Goal 1: Participants use science and speculative fiction to examine what it means to be a museum, who museums are for, and what is culturally valuable. Participants are encouraged to think about how our choices now impact the future of museums.


Goal 2: Participants learn design thinking skills and rapidly prototype interpretive audio.


Participants are asked to do a few short readings on science fiction and speculative design before attending this session. Each participant should bring either a laptop and/or smartphone because each group or pair will need at least one of each.


Often, the daily grind of museum life makes it difficult to think critically about the work we do and why we do it.
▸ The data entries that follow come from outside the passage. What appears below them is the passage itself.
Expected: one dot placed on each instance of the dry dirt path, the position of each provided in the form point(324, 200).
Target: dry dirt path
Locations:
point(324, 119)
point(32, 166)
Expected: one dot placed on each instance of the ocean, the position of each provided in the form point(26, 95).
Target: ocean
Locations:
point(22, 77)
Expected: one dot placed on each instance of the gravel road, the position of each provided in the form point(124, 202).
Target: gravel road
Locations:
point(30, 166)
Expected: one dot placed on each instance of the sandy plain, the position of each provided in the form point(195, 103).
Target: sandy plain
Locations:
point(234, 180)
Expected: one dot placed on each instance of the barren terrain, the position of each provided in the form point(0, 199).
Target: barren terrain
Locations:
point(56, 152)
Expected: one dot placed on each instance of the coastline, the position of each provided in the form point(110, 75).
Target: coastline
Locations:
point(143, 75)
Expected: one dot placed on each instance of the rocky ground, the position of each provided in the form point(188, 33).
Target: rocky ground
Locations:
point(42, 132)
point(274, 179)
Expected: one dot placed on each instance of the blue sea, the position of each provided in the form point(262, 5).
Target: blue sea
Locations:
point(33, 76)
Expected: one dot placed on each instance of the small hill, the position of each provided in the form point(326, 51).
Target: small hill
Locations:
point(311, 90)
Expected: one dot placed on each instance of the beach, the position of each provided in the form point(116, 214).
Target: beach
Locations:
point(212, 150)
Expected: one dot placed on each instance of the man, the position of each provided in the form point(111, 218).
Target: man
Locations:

We believe that this workshop benefits museum professionals at all stages of their careers, providing opportunities to reflect while teaching design thinking and prototyping skills.

We’re passionate about science fiction and speculative design, and we know others in the MCN community are too!


We’d like to keep the conversation going beyond the workshop. The resulting audio guide will be published to the web via WordPress and will be available for conference participants and beyond to use during their time in Pittsburgh.